With #1, however, I have to wonder how much value in-store tracking will add beyond PoS data. I can just as easily correlate PoS data to event times to see if events drive additional sales. What I don’t know is whether event attendees browse but don’t buy. If I do this analysis with in-store tracking data, the first question I’ll get is “But did they buy anything?” If, on the other hand, I do the analysis with PoS data, I’m much less likely to hear “But did they browse the store?” So while in-store tracking adds a little bit of information to the problem, it’s probably not the best or the easiest way to understand the impact of store events. We chose not to include this type of report in our base report set, even though we do let people integrate and view this type of data.

Question #2 is quite different. The question starts with sales data. We see differences in category sales by store. So more PoS data isn’t going to help. When you want to know why sales are different (by day, by store, by region, etc.), then you’ll need other types of data. Obviously, you’ll need square footage to understand efficiency, but the type of store layout data you can bring to bear is probably even more critical than measures of efficiency. With in-store tracking you can see how often a category functions as a draw (where customers go first), how it gets traffic from associated areas, how much opportunity it had, and how well it actually performed. Along with weather and associate interaction data, you have almost every factor you’re likely to need to really understand the drivers of performance. We made sure this kind of analytics is easy in our tool. Not just by integrating PoS data, but by making sure that it’s possible to understand and compare how store layouts shape category browsing and buying.

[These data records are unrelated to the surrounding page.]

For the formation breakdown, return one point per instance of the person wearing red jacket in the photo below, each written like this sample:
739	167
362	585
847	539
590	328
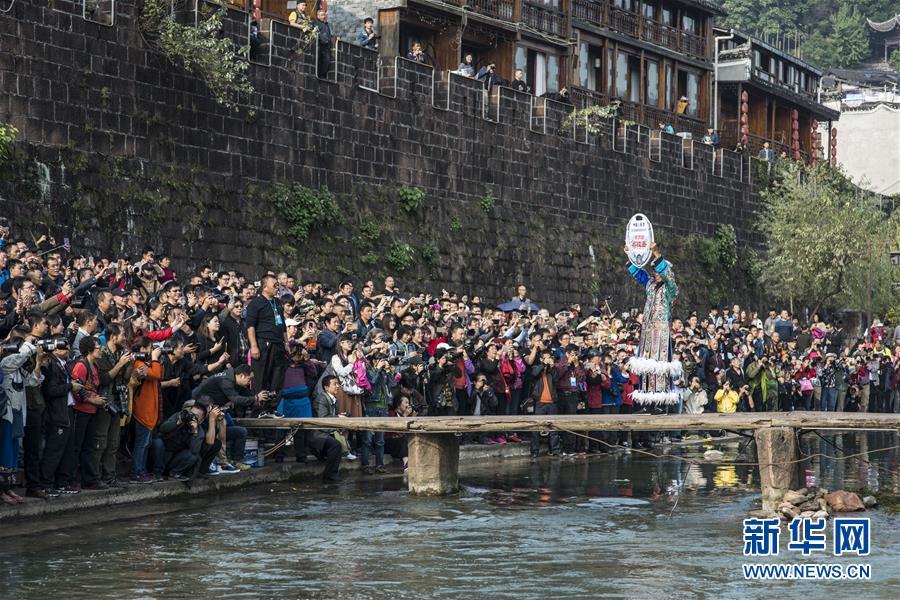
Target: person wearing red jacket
80	449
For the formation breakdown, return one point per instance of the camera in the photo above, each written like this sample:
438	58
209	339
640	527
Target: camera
9	347
187	416
51	345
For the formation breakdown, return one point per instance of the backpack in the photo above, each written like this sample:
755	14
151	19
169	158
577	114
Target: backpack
4	399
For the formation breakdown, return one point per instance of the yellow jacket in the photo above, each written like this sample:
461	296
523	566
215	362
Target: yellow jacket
727	401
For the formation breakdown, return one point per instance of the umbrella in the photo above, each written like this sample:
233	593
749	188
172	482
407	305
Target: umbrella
523	306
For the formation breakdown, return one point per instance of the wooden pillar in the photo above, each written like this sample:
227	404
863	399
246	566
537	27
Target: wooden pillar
433	464
447	54
389	29
776	451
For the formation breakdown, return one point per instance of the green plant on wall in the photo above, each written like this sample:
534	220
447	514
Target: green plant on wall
429	253
304	209
487	202
367	235
201	48
411	198
720	251
591	118
8	135
400	256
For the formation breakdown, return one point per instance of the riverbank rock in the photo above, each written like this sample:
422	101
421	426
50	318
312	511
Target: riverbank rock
794	498
763	514
841	501
809	505
788	511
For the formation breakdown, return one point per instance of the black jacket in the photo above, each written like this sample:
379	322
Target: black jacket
179	436
56	388
223	390
538	387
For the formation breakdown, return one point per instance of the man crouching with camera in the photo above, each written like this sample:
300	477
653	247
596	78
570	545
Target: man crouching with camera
192	438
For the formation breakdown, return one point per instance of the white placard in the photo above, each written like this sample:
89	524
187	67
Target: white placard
639	238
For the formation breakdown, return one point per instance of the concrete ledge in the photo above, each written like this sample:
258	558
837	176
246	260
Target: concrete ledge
167	490
173	490
35	508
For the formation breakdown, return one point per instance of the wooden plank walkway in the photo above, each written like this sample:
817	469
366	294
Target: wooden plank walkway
797	420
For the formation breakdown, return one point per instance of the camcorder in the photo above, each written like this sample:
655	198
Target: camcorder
188	416
52	344
9	347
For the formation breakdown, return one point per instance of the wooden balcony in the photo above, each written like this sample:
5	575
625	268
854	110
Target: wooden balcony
590	11
624	22
543	19
498	9
634	25
583	97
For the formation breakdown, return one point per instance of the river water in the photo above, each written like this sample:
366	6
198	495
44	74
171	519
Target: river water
604	527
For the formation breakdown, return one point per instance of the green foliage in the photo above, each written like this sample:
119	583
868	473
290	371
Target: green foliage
849	37
591	118
833	33
400	256
410	198
201	48
487	202
304	209
8	135
368	234
892	315
429	253
894	60
823	244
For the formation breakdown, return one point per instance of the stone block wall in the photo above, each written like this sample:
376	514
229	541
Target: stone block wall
119	148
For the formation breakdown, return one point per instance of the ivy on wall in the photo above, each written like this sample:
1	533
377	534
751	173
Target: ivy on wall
199	48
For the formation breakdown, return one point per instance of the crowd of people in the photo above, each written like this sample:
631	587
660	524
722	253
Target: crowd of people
112	364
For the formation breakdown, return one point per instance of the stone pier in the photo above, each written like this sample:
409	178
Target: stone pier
778	452
433	464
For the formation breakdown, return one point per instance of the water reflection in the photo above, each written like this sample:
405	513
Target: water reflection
601	527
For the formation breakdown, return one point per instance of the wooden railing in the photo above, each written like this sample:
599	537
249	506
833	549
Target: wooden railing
590	11
583	97
499	9
692	44
659	34
544	19
764	75
649	116
605	14
623	21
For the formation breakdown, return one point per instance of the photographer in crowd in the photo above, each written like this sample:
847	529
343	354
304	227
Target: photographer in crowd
192	439
150	341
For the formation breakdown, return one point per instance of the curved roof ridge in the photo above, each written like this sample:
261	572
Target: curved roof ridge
885	26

Question #3 is somewhere in between. By matching staffing data to PoS data, I can see if there are times when I look understaffed.  But I’m missing significant pieces of information if I try to optimize staff using only PoS data. Door-counting data can take this one step further and help me understand when interaction opportunities were highest (and most underserved). With full in-store journey tracking, I can refine my answers to individual categories / departments and make sure I’m evaluating real opportunities not, for example, mall pass throughs. So in-store journey tracking deepens and sharpens the answer to Staffing Gaps well beyond what can be achieved with only PoS data or even PoS and door-counting data. Once again, we chose to include staff optimization reports (actually a whole bunch of them) in the base product. Even though you can do interesting analysis with just PoS data, there’s too much missing to make decision-makers informed and confident enough to make changes. And making changes is what it’s all about.

 

We all know the old saying about everything looking like a nail when your only tool is a hammer. But the truth is that we often fixate on a particular tool even when many others are near to hand. You can answer all sorts of questions with in-store journey tracking data, but some of those questions can be answered as well or better using your existing PoS or door-counting data. This sort of analytics duplication isn’t unique to in-store tracking. It’s ubiquitous in data analytics in general. Before you start buying systems, using reports or delving into a tool, it’s almost always worth asking if it’s the right/easiest/best data for the job. It just so happens that with in-store tracking data, asking how and whether it extends PoS data is almost always a good place to start.

In creating the DM tool, we’ve tried to do a lot of that work for you. And by applying the PoS test, we think we’ve created a report set that helps guide you to the best uses of in-store tracking data. The uses that take full advantage of what makes this data unique and that don’t waste your time with stuff you already (should) know.